NEW DELHI (Reuters) - India’s economy is exposed to an extended euro zone crisis and policy paralysis at home, while the coalition government is under tremendous strain from scandals and rebellious coalition partners.
The risk of Prime Minister Manmohan Singh’s second term being cut short before a general election due in 2014 is low, but cannot be ruled out.
The failure of Congress party in state elections in early March, and a looming fight over the cheap sale of coalfields have put him and the party under even more pressure.
The 2012/13 budget, delivered in March, shied away from commitments to bold reform, its cautious tone reflecting the government’s frailty.
RATINGS (Unchanged since March unless stated):
The cost of insuring against default on 5-year sovereign debt traded at 83 basis points in mid-March, down around 25 points from the start of the year.
Following is a summary of key political risks in India:
Lurching from crisis to crisis for more than a year, Prime Minister Singh’s government has a new front to deal with in the form of a looming fight over the low-priced sales of coalfields in his first term. A draft report by the Comptroller and Auditor General of India leaked to a newspaper estimated lost revenue of $211 billion from the sales, but the CAG has since backed away from that number.
All parties will now wait for the final report to be tabled in parliament, when the government will once again be put under severe pressure.
Rahul Gandhi, son of current party leader Sonia Gandhi, utterly failed to deliver a promised comeback for the Congress party in crucial state elections in early March, casting fresh doubt on his capacity to become the next member of a dynasty to lead the country.
The party’s flop in Uttar Pradesh has reduced Singh’s scope to re-launch reforms and reverse a slowdown in economic growth.
Anger at Singh’s poor performance is rising, with some talk in the Indian media that he will not survive as prime minister until 2014 elections.
That is unlikely, and the government could probably also muster the support to survive a no-confidence vote. Also helping the government is the lack of appetite among the opposition Bharatiya Janata Party (BJP) for a general election before 2014. Despite Singh’s woes, it is by no means clear the BJP has won over sufficient voters to its Hindu nationalist cause.
Party chief Sonia Gandhi, who is at least as influential as the prime minister, has made more public appearances of late, but shed no light on her illness, which some Indian media reports say is cancer.
What to watch:
- CAG’s report on coal, which has the potential to be even bigger than the telecoms scandal that rocked the government last year. No evidence of wrongdoing has yet emerged.
- The Gandhi dynasty. Rahul Gandhi has yet to prove himself an effective politician, raising concerns he will struggle to lead the party if his mother steps down.

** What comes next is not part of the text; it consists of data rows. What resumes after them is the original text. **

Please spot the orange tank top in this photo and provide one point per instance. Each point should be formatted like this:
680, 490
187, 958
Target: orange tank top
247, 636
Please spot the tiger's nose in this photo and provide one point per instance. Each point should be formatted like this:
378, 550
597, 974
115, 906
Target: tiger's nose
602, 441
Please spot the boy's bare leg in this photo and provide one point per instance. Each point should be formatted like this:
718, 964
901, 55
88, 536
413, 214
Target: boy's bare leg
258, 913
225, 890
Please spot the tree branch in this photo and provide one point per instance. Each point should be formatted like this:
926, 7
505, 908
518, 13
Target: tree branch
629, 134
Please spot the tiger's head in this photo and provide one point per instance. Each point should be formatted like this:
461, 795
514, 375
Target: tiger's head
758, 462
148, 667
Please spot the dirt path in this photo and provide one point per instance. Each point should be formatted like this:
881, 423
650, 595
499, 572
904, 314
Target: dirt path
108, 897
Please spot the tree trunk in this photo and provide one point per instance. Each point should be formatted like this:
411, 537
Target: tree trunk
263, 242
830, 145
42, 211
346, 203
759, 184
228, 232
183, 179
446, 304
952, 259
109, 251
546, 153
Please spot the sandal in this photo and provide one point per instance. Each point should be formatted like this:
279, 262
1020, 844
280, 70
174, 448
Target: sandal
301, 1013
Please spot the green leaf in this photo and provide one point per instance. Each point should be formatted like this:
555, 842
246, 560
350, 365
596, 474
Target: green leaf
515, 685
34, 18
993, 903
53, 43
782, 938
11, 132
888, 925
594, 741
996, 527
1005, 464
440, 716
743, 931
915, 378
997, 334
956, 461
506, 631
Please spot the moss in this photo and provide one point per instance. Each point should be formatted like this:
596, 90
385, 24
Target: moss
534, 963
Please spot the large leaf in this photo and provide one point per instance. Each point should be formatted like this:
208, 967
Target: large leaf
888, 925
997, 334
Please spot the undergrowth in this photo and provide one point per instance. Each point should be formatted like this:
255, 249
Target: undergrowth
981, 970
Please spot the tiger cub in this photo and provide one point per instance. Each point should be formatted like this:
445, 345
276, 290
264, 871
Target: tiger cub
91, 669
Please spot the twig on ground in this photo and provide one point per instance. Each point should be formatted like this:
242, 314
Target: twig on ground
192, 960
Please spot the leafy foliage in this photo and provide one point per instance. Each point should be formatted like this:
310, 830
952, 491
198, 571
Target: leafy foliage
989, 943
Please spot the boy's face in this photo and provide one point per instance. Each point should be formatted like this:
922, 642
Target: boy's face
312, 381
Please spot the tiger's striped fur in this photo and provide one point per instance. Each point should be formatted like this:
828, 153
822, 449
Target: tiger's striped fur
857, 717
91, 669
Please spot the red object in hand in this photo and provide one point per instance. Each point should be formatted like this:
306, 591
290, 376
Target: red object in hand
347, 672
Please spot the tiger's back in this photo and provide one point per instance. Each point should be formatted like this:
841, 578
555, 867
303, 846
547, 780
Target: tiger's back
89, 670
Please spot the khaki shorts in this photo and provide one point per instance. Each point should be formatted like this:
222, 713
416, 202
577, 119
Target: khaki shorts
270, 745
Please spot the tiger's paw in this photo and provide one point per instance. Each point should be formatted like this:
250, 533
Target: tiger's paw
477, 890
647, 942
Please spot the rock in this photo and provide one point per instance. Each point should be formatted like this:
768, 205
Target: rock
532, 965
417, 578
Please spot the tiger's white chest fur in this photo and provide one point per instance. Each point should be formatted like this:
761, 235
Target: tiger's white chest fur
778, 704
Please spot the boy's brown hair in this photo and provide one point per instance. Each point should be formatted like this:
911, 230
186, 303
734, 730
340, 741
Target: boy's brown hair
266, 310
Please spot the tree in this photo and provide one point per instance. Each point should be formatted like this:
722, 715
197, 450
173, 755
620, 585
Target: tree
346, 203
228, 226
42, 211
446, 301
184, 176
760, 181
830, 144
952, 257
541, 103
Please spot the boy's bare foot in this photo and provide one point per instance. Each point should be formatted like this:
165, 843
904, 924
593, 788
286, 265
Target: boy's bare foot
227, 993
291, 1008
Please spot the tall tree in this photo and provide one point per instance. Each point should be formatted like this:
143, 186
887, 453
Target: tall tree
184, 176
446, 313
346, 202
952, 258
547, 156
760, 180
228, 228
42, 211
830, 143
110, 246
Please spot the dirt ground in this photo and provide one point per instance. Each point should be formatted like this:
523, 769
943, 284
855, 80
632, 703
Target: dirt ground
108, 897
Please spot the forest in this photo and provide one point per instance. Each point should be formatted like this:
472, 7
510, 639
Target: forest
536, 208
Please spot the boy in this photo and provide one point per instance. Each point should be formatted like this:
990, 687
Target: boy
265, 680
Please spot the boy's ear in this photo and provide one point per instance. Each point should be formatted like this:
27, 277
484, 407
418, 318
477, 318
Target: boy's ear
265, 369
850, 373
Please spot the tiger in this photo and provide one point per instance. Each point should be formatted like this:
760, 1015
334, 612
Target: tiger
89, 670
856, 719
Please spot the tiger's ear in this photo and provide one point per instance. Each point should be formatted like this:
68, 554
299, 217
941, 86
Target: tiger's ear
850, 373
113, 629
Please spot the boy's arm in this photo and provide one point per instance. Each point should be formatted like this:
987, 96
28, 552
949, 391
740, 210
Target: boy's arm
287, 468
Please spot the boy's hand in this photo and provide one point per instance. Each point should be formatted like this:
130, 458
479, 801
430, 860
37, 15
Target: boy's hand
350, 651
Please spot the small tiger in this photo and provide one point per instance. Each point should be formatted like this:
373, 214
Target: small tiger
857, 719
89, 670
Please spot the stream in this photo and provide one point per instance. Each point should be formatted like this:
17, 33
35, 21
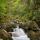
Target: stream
19, 34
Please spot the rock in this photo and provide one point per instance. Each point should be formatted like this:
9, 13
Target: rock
4, 34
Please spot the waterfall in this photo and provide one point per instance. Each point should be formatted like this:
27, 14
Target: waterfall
19, 34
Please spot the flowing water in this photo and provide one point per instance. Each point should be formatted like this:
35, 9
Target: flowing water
19, 34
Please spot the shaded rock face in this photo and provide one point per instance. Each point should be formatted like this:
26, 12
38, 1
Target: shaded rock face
32, 29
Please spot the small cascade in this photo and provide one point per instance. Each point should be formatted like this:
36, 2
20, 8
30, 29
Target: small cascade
19, 34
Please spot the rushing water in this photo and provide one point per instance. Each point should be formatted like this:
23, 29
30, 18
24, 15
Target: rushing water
19, 34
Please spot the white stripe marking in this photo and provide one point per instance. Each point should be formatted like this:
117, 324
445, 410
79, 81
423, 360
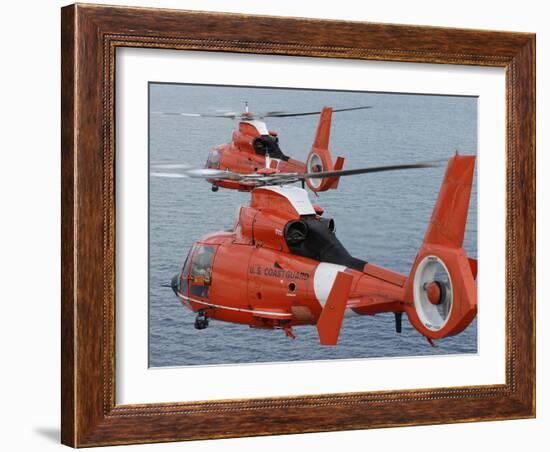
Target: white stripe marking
323, 280
251, 311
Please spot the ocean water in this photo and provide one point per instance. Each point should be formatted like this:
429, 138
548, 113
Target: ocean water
380, 218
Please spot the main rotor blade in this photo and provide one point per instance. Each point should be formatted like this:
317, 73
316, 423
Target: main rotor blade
255, 115
309, 113
372, 169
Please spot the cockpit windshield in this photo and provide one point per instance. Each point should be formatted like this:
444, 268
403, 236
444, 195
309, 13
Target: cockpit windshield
200, 276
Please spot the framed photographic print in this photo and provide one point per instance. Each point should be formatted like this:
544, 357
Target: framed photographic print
282, 225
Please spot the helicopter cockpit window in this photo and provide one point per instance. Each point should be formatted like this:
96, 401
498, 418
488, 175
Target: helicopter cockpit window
184, 286
201, 270
269, 144
316, 239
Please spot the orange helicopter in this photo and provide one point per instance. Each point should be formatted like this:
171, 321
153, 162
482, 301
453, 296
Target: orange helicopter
283, 266
255, 148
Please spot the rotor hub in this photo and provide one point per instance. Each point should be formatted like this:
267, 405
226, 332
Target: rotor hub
433, 292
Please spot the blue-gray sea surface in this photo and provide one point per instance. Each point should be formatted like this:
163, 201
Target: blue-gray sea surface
379, 217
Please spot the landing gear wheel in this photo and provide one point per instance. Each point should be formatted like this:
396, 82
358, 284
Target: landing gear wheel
433, 293
201, 322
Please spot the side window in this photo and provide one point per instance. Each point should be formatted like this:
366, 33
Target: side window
201, 270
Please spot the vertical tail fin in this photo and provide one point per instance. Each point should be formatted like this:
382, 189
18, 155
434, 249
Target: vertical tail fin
319, 158
441, 290
448, 221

The stock market fell in response to Finance Minister Pranab Mukerjee’s annual budget on March 16, seen as a weak attempt at tackling the fiscal deficit, the worst among the big emerging market BRIC nations.
Mukherjee unveiled a smattering of anti-deficit measures including an increase in services and excise taxes, but dared not cut subsidies for petroleum products, which have weighed heavily on government finances especially as oil prices stay high.
Some analysts believe the government may miss its newly-set target of cutting subsidy spending to 2 percent of GDP, as well as a goal of cutting the fiscal deficit to 5.1 percent from 5.9 percent in 2011-12.
In the main, the problems afflicting Asia’s third-largest economy remain unsolved.
Inflation is down sharply, but almost entirely because of a drop in volatile food prices. With the government embroiled in corruption scandals, and dealing with unreliable coalition partners, the prospects seem slim for tricky tax reform or a softening of foreign investment rules that could help deal with infrastructure bottlenecks.
An early 2012 Supreme Court order that 122 telcoms licences be revoked was deeply embarrassing for the government, and Singh has had to roll back even modest economic measures like a railway fare rise.
The government has succeeded in passing no major legislation, leaving it with a heavy load of promised reforms to push through two fractious houses of parliament. Fickle coalition partners and a disruptive opposition mean the government is often effectively a minority when it tables bills.
Singh has promised to revive a stalled policy to allow foreign supermarkets into India, along with a corruption ombudsman. The first stage of a new tax system is planned for April. On current form, nobody should hold their breath.
India is sitting on a comfortable cushion of $300 billion in foreign reserves and a confidence-building $15 billion currency swap line with Japan was unveiled in December, so comparisons with India’s 1991 payments crisis are premature.
As ever, India’s dependence on imported, subsidised energy is a weakness, with high prices adding to pressure both on the current account and fiscal deficits. A long financial crisis in Europe could exacerbate capital outflows and further trim demand for Indian exports.
What to watch:
- Response to the budget, both political and economic. Moody’s Investors Service said the budget was “credit negative” and lacked new solutions to address India’s fiscal constraints.
- Headline inflation. If price rises show a sustained slowdown, expect the monetary easing India Inc. has been demanding for months.
- Oil prices, the global economy and domestic demand.